Government sites in the US, UK and Australia were reportedly hit by a single group of hackers Saturday in what has been described as the most systematic defacement of world-wide government servers on the Web.
According to reports on hacking news site attrition.org, the attacks occurred at the same time across three different timezones with the hackers' logo and the message "presents... the largest .gov and .mil mass defacement in the history of mankind".
The hackers, who call themselves Pentaguard, reportedly hit several UK sites including www.bseinquiry.gov.uk (Bovine Spongiform Encephalopathy -- Mad Cow Disease) and www.hull-lea.gov.uk (Kingston upon Hull Lea City government).

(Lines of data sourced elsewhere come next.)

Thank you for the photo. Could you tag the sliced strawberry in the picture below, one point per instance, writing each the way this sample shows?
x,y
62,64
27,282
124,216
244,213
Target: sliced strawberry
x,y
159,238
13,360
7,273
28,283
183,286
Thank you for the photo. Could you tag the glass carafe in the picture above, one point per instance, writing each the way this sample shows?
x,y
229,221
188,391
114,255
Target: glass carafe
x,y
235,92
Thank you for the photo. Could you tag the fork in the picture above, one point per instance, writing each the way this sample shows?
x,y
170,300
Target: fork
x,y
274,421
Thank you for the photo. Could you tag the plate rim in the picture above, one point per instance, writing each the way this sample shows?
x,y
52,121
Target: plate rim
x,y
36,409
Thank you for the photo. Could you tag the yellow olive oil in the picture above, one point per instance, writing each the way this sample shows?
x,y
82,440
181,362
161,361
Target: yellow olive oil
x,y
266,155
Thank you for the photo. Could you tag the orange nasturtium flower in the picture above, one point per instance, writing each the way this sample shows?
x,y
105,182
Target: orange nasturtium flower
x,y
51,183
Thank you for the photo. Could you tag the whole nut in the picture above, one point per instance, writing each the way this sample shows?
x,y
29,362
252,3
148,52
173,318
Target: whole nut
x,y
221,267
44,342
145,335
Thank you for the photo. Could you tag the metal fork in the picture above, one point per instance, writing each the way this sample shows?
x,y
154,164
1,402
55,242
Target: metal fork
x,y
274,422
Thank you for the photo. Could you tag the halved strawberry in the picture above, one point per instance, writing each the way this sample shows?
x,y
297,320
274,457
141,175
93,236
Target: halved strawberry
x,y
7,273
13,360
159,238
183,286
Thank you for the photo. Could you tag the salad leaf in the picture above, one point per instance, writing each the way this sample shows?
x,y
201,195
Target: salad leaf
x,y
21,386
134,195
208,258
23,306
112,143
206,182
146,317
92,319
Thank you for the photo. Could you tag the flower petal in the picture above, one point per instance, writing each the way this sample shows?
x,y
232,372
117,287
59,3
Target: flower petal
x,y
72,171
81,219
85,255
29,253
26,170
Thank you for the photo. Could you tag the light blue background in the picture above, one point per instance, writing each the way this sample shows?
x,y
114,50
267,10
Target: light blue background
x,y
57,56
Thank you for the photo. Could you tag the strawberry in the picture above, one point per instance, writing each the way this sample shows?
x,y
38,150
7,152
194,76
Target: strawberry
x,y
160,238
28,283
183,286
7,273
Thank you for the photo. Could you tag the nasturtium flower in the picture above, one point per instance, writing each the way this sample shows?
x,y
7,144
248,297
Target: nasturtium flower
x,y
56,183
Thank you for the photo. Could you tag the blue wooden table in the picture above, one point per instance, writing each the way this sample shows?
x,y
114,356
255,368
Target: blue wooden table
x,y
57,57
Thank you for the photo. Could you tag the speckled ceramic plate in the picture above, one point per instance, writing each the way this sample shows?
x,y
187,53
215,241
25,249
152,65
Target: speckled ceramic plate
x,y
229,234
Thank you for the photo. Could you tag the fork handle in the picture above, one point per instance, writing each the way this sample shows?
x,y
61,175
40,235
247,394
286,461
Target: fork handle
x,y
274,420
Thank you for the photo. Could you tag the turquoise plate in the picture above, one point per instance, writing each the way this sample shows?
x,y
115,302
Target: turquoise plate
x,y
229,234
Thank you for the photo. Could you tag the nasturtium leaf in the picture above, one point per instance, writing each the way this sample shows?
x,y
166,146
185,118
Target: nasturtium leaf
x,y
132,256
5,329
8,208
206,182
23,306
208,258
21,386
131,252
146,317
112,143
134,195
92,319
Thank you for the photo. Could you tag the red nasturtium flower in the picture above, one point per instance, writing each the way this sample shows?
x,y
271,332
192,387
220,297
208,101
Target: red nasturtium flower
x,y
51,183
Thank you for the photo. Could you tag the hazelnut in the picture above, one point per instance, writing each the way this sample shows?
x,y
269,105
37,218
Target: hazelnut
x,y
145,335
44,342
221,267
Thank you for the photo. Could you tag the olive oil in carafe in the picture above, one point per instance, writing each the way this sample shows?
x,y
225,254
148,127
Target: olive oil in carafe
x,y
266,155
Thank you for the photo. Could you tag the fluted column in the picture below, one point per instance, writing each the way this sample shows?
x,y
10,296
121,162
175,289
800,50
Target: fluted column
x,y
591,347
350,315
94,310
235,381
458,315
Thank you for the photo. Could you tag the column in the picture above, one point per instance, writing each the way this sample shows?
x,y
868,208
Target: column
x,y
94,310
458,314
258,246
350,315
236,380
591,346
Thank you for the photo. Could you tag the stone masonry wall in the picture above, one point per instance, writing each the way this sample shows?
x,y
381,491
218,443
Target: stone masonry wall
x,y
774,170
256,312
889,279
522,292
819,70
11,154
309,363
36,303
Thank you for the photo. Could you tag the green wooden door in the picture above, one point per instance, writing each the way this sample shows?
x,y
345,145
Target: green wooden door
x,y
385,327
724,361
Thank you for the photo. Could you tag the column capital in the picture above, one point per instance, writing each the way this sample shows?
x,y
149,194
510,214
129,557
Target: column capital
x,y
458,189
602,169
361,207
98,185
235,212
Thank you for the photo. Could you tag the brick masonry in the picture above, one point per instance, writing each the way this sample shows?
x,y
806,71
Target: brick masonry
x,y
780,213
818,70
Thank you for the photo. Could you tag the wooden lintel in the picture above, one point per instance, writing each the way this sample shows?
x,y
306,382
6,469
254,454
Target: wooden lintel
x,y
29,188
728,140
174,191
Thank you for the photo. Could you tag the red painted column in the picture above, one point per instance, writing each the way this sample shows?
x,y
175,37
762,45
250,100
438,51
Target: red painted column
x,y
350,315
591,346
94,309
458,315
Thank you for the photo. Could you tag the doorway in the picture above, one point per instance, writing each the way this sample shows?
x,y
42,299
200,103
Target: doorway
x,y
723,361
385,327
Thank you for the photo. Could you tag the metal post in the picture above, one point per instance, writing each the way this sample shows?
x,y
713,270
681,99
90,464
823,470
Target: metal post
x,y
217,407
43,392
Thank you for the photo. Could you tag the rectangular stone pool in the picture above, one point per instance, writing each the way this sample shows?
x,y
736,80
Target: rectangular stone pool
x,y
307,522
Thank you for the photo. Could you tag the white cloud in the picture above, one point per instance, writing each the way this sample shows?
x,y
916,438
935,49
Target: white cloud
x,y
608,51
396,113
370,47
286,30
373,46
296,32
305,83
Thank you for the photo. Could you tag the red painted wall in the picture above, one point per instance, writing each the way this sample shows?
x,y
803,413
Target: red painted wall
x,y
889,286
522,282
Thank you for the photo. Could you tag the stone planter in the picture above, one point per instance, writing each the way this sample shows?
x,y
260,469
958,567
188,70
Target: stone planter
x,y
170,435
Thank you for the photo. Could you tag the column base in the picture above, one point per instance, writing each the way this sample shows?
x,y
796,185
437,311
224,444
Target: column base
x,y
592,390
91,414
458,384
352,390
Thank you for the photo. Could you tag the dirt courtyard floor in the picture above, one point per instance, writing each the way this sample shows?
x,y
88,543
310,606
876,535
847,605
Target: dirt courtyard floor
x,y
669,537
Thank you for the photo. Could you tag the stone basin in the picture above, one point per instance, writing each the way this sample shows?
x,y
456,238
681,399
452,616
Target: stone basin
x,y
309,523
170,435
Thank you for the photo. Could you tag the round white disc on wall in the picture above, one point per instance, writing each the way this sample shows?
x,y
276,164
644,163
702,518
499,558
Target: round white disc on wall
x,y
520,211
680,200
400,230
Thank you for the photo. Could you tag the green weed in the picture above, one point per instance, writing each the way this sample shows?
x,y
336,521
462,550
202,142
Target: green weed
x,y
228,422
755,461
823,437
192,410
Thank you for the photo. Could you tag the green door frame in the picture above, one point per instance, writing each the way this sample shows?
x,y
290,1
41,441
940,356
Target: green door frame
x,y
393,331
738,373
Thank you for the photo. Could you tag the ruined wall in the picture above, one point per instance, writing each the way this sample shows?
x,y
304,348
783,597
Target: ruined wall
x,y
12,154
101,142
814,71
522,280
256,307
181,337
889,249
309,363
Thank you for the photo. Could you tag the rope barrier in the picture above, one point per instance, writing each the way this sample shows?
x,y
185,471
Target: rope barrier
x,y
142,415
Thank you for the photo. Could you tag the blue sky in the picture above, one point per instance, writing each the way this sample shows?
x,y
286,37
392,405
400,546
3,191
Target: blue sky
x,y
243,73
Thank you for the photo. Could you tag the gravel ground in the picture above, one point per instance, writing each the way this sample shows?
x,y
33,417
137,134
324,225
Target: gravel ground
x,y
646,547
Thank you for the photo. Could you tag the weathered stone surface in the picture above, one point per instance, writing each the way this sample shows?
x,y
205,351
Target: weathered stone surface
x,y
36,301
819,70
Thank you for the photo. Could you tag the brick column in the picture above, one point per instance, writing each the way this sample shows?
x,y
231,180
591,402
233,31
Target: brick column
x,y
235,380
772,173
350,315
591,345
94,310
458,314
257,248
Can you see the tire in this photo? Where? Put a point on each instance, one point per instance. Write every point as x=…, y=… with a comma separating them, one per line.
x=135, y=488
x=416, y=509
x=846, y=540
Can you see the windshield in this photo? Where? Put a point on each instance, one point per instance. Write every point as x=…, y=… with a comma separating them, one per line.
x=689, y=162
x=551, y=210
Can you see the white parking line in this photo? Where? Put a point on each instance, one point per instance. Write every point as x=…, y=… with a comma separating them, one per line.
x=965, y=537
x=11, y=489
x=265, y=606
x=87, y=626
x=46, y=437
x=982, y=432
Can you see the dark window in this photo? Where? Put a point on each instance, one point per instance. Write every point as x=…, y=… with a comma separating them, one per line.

US attacks included the Republican Caucus for the Californian Leglislature.
Andrew Cormaq, head of CERT (Computer Emergency Response Team), at the UK's educational network Janet says that the defacements are unlikely to indicate a serious breach at government level.
"The central government network doesn't extend to local government," he says. "Some of the sites were even hosted by ISPs. Technically it is probably quite run of the mill."
Tom Watson, senior security auditor at European security firm Defcom, says that government and military sites still have a certain allure for computer hackers. "Obviously there is a lot of kudos within the hacking community for targeting these sites. It is something of a Holy Grail."
However, Watkinson also says that hackers defacing Web sites often rely on well-known straightforward vulnerabilities that are only found on Web servers.
Pentaguard has previously claimed responsibility for defacing Chinese government sites for its occupation of Tibet, as well as government sites in Kuwait, Romania, Georgia and Vietnam. Cormaq says that this round of defacements do not appear to have been politically motivated.